Senshin: The Enlightened Mind

Martial Arts Blog

normrobitza On April - 25 - 2013

_0_bg15Guest instructors are common within many karate organizations. I know that the JKA, ISKF and IKD use guest instructors for clinics and gradings. Some organizations rarely have visitors come to perform gradings but I find this to be wonderful. In my opinion, it gives you a different perspective on techniques. It allows you to learn something new or a spin on something that you already knew.

Over the past 14 years, I have had the opportunity to train with some great guest instructors. Some of the highest ranking Masters on the planet have visited our region to conduct gradings and clinics. I have trained with the likes of Teruyki Okazaki, Yutaka Yaguchi, Shojiro Koyama, Frank Woon-A-Tai, Maureen Woon-A-Tai and Josef Woon-A-Tai. Each one traveled to our region to conduct clinics and pass on some of their knowledge. It was amazing to train with them. Having has the opportunity to train with men that were students of Gichin Funakoshi takes you one step closer to the Father of Modern Karate. Many students of Shotokan Karate can not say this.

Recently, I was asked to teach a class at a dojo in our region. I know some of the students from clinics and them coming to the dojo where I train. I was a little nervous about what I was going to teach and if they would enjoy it. I have been teaching at my own dojo, Mount Allison University Shotokan Karate,  for over 10 years and on occasion teach at the dojo where I train, Amherst Shotokan Karate Academy. The ASKA is the headquarter for the Maritime IKD. I train here three times a week and teach when my instructors are away. I, however, find this very different from teaching at a dojo where the students you may have only met a few times before.

I thought about going into the dojo and accessing where these karateka were in their training. I changed my mind and taught some basics techniques and showed them how to achieve better kime (power). I had the students do Heian Shodan at full power. So the techniques were slow and strong the entire way through. Then I had the perform the kata at an accelerated speed with no power and flowing techniques. After having them perform the kata that way a couple of times, I had them put the two together. I explained that karate techniques need to be fast then strong. Fast from the beginning of the technique to the end then strong at the completion of the movement. I was told that they had a problem with their kicking. There wasn’t enough snap in there kicks so I had them do mae geri over a student that was on all fours on the floor. If they didn’t raise their knee high enough for the kick they would kick the other student. Their kicks were okay before we started the exercise and they seemed a little better afterward. I ended the class with one of my favorite self defense techniques. It is easy to teach and even easier to perform. It is an armbar technique used against someone that grabs your shoulder from behind. They really seemed to enjoy this. I love this technique. I teach it to prospective students each fall when Mount Allison University has a clubs and societies fair. It has drawn in many students to my classes.

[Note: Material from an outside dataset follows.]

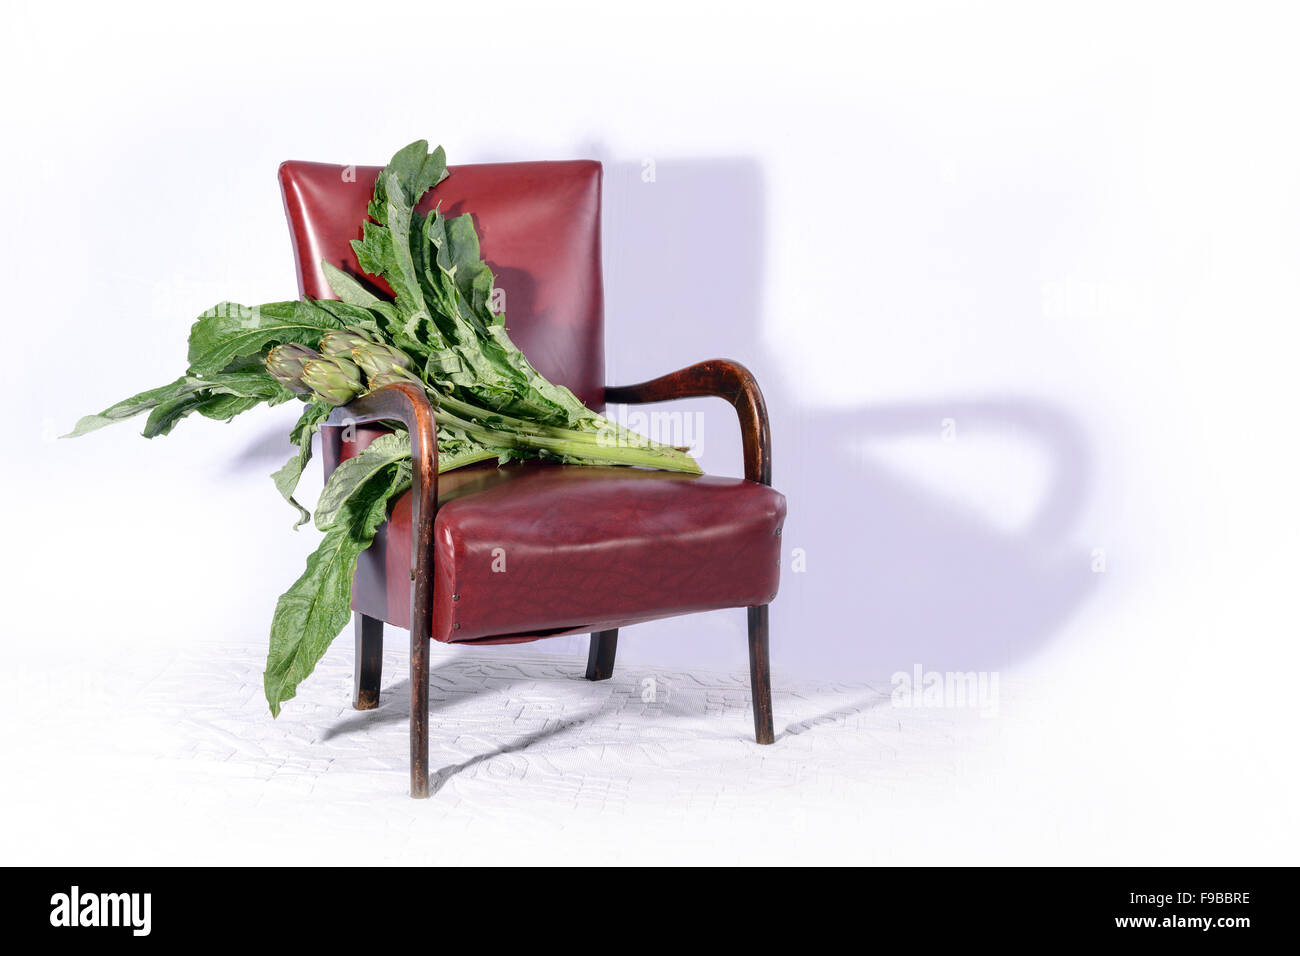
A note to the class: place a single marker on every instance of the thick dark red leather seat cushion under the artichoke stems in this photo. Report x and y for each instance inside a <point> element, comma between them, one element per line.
<point>535,550</point>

I enjoyed teaching this class. It was a nice change of pace. The classes that I teach at Mount A end in early April. This spring we ended even earlier as our Spring Clinic was in mid-March this year. Classes there end early because the majority of the students in the dojo are university students. They need to focus more on their studies in April than on karate. This is only the second class I have taught in over a month as I filled in for Shihan David and Sensei Janice Pyke on the occasion of Sensei Janice’s birthday. They had tickets for an event in Moncton, NB and I was honored to be asked to teach in their place.

I find teaching karate to be a true passion of mine. I love to pass on the information that I have gained from training over the years. If you asked me to stand up in front of a group of people 20 years ago I would have laughed in your face and probably walked away. Now it is a full 180 turn and I have karate to thank for that. My confidence in myself has changed so much in the past decade. I love being in front of a group of people teaching karate. This is something I want to pursue further. That is why I am enrolled in the IKD Kenshusei program. It is a training program that was originally designed in Japan by Master Nakayama over 5 decades ago to turn out qualified instructors. Someday, I hope that I will be a visiting instructor/examiner.  I know that is a long way off but I really what to pass on the knowledge that I have received from all the great instructors I have had over the years.

If you ever find yourself in a class with a guest instructor, open your mind. Gather as much of their knowledge that they are passing on as you can. Each instructor you will have will help to define the karateka that you will become. And who knows maybe someday you will be referring back to something that they taught you when you teach others.